Still have some flexibility even with that schedule. Your kids will have meltdowns and rough spots. First of all, they’re kids, not robots. Second, this whole situation adds whole new epic levels of stress and anxiety to everything. I think that our first five days had at least three days where one of our kids hit a spot where they just could not do something. We decided that the stuff they get from school and their martial arts practice are the things we don’t want to totally abandon, so we just redirected them to something else when this happened with the understanding they would catch up later in day, and they did. Your kid may need to ease into a schedule if things are super chaotic to adjust or have a little extra time to sort it out, and that’s also okay right now. Our kids quickly caught on that we knew this was hard and would work with them as needed.

Watch your bandwidth. With the uptick in online conference calls and tablets and home PCs being commandeered for school and entertainment, some families are discovering that their bandwidth was not prepared for this. When possible, you may want to try a few things to limit how many devices are making demands at once. Many streaming services will let you download some episodes or movies to a device so that if you need your kids to be screen entertained when you’re in a Zoom conference, they aren’t hogging your bandwidth.

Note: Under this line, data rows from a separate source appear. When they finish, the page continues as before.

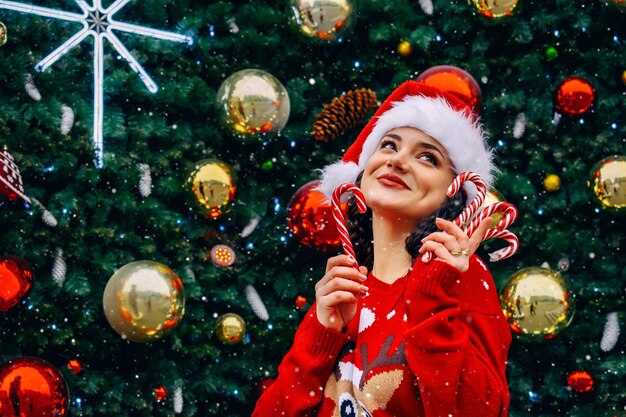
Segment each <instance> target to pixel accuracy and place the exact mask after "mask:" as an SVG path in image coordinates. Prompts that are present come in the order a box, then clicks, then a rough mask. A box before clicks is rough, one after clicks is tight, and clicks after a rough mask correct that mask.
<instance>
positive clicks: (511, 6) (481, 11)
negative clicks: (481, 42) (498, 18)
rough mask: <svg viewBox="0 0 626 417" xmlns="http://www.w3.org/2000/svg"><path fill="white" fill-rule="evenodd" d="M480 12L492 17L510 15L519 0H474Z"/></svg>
mask: <svg viewBox="0 0 626 417" xmlns="http://www.w3.org/2000/svg"><path fill="white" fill-rule="evenodd" d="M472 2H473V3H474V6H476V9H477V10H478V12H479V13H480V14H482V15H483V16H485V17H488V18H490V19H497V18H499V17H503V16H508V15H510V14H511V13H512V12H513V9H515V6H517V2H518V0H472Z"/></svg>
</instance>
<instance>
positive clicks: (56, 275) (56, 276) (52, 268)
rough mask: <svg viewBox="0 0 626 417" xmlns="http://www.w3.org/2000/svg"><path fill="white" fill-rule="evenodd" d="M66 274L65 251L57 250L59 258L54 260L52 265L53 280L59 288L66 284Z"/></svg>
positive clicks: (58, 257) (61, 250)
mask: <svg viewBox="0 0 626 417" xmlns="http://www.w3.org/2000/svg"><path fill="white" fill-rule="evenodd" d="M66 272H67V265H66V264H65V259H64V258H63V249H61V248H57V256H56V258H55V259H54V264H53V265H52V278H53V279H54V282H55V283H56V284H57V285H58V286H59V287H62V286H63V283H64V282H65V273H66Z"/></svg>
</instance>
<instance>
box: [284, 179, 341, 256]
mask: <svg viewBox="0 0 626 417" xmlns="http://www.w3.org/2000/svg"><path fill="white" fill-rule="evenodd" d="M318 185H319V181H318V180H315V181H311V182H309V183H307V184H304V185H303V186H302V187H300V189H298V191H296V193H295V194H294V195H293V197H291V200H290V201H289V204H288V206H287V226H288V227H289V230H290V232H291V233H293V235H294V236H295V237H296V239H298V241H299V242H300V243H301V244H303V245H304V246H308V247H310V248H313V249H318V250H321V251H332V250H337V249H339V247H340V245H341V241H340V239H339V233H338V232H337V225H336V222H335V219H334V218H333V213H332V207H331V204H330V201H326V197H325V196H324V194H323V193H322V192H321V191H318V190H316V189H315V187H317V186H318ZM345 208H346V204H345V203H344V204H343V205H342V209H343V210H344V211H345Z"/></svg>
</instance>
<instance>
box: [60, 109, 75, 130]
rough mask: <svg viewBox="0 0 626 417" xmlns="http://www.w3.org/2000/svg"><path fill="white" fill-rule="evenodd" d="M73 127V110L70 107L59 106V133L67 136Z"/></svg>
mask: <svg viewBox="0 0 626 417" xmlns="http://www.w3.org/2000/svg"><path fill="white" fill-rule="evenodd" d="M72 126H74V110H72V108H71V107H69V106H66V105H63V106H61V128H60V129H61V133H63V134H64V135H67V134H68V133H70V130H72Z"/></svg>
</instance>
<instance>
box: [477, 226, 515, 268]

Consequences may need to be reconsidered. Normally if our kids act up, screen time is the first thing they risk losing, but right now we need their screen time window to be able to get things done. Now, we’re more likely to assign them an extra unpaid chore if their behavior gets out of hand which must be completed before screen time. Right about the time we started social distancing, they were warned that they could get along or clean the house. The first violation resulted in them pulling all the craft supplies out of an IKEA 2×4 KALLAX unit, dusting the supplies, dusting the shelves, and then putting everything back. The next violation was a KALLAX that held board games. Two and a half KALLAX units after this consequence first turned up, and they are getting along much, much better and trying to keep any extra chores they have to a paid variety so they can fund their Switch game wish lists. The bottom line is try to come up with a consequence that isn’t going to cause you to feel punished as well or send your stress levels through the roof. Also, never assign extra schoolwork as a punishment. That just turns school work into something they resent and creates a bigger power struggle with their usual work load. My kids can differentiate between paid and unpaid chores, but if you make your kid write lengthy passages about their behavior, there’s a good chance it’s going to turn any writing assignment into a nightmare for everyone involved.

Work in some fun things too. We do crafting time, we often have lunch in our backyard when the weather permits because we are not on quarantine, and we listen to Josh Gad (Olaf from Frozen) read stories from social media streaming every evening. I’ve found myself saying yes more often to messier crafts than I did before. When my husband can tag out of work-from-home mode to relieve me, he’s even done board games with the kiddos. Cook together, watch some awesome zoo videos, play games, read stories, or have movie nights. Whatever it is, put whatever fun you can into the process and make some positive memories too.